'The Mummy' is a tentpole production with nothing under the tent
The latest and lackluster reboot of the 'Mummy' story has mediocre CGI warfare. Tom Cruise, Annabelle Wallis, Sofia Boutella, and Jake Johnson star.
Patrick T. Fallon/Reuters
Alex Kurtzman’s “The Mummy” reboots a franchise I would gladly have dispensed with from the start. The lackluster new incarnation, starring Tom Cruise as a wisecracking Army sergeant who loots antiquities from Iraqi war zones, is a generic summer time-killer that, alas, is positioned to bequeath sequels into the foreseeable future.
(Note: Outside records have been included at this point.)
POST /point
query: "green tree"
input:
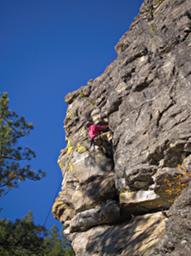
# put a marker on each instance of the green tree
(14, 159)
(24, 238)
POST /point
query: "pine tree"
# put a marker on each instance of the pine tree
(14, 159)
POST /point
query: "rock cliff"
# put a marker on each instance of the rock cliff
(129, 193)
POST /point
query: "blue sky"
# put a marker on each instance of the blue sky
(47, 49)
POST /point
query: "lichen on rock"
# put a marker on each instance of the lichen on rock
(117, 196)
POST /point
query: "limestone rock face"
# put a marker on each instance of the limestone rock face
(117, 196)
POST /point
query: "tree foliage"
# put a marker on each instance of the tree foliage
(24, 238)
(14, 159)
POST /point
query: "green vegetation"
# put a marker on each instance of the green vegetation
(14, 167)
(24, 238)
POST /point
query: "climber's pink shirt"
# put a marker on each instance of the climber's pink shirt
(94, 130)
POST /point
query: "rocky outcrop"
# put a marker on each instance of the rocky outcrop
(117, 196)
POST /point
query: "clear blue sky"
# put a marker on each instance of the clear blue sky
(47, 49)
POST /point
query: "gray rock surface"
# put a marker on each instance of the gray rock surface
(142, 163)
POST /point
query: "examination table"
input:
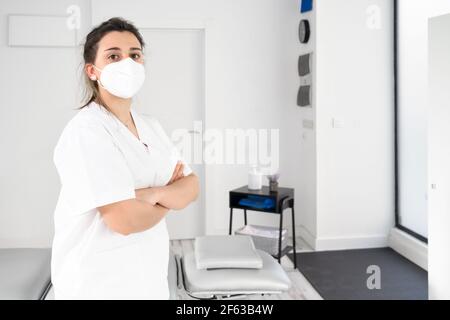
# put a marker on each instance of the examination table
(24, 274)
(230, 268)
(220, 267)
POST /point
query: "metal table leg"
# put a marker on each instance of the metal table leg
(231, 220)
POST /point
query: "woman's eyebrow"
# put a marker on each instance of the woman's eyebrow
(114, 48)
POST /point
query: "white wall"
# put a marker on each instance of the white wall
(39, 89)
(250, 72)
(354, 90)
(439, 158)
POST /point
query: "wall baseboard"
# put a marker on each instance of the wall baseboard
(351, 243)
(409, 247)
(341, 243)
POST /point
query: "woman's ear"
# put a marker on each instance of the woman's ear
(90, 71)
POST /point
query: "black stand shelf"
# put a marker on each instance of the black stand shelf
(283, 198)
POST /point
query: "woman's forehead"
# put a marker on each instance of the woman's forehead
(123, 40)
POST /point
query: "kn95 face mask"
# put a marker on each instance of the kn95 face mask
(122, 79)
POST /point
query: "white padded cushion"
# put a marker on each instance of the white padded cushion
(221, 252)
(271, 279)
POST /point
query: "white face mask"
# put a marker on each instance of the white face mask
(122, 79)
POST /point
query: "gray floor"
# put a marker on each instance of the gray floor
(301, 289)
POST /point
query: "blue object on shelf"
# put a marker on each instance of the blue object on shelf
(257, 202)
(306, 6)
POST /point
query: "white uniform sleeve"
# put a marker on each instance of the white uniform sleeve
(92, 170)
(187, 170)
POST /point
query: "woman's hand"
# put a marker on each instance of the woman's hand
(177, 173)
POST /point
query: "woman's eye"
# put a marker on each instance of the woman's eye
(113, 57)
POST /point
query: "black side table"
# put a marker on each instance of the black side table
(283, 198)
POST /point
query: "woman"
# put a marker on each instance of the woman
(120, 176)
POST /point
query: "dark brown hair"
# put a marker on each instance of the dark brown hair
(90, 53)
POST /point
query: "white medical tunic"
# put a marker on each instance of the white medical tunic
(99, 161)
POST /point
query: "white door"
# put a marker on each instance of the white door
(174, 94)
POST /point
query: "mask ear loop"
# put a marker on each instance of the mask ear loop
(95, 77)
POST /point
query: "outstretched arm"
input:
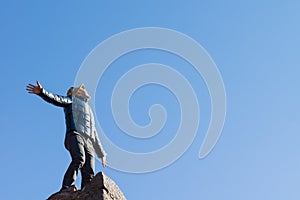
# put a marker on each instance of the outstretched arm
(54, 99)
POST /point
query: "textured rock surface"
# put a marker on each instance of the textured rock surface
(100, 188)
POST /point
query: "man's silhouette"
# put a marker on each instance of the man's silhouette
(81, 138)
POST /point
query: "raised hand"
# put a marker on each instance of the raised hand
(103, 159)
(34, 89)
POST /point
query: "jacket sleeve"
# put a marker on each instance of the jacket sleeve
(57, 100)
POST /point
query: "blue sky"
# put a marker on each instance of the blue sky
(255, 45)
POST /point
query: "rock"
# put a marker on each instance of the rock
(100, 188)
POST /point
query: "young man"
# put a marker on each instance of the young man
(81, 136)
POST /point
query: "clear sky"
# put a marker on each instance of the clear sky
(255, 45)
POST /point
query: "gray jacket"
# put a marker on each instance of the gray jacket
(79, 117)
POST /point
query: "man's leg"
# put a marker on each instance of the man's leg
(75, 145)
(88, 169)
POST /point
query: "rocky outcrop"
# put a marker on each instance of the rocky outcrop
(100, 188)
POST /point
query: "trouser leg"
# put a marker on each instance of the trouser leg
(88, 169)
(75, 146)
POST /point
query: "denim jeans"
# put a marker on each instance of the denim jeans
(82, 154)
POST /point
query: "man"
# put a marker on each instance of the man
(81, 138)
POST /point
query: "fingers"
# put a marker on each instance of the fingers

Just what we all need right now – another sagging tentpole production with nothing under the tent.
Cruise’s Nick Morton and his Army buddy, Chris (Jake Johnson), using a map filched from English archeologist Jenny Halsey (Annabelle Wallis), discover an Egyptian coffin, far from its Mesopotamian origins, buried in a pool of mercury. Before long, Ahmanet (Sofia Boutella, who is not bad), the sole heir to Egypt’s throne before her pharaoh father spoiled everything by siring a son, appears on the scene – mummified, sort of, but still game, and fixated on Nick as her “chosen one."
Much mediocre CGI warfare ensues, featuring only one effective sequence: Chris attempting an underwater rescue of Jenny while pursued by a squadron of zombies. Zombies figure big in “The Mummy.” They have no more life than the movie itself. Grade: D+ (Rated PG-13 for violence, action, and scary images, and for some suggestive content and partial nudity.)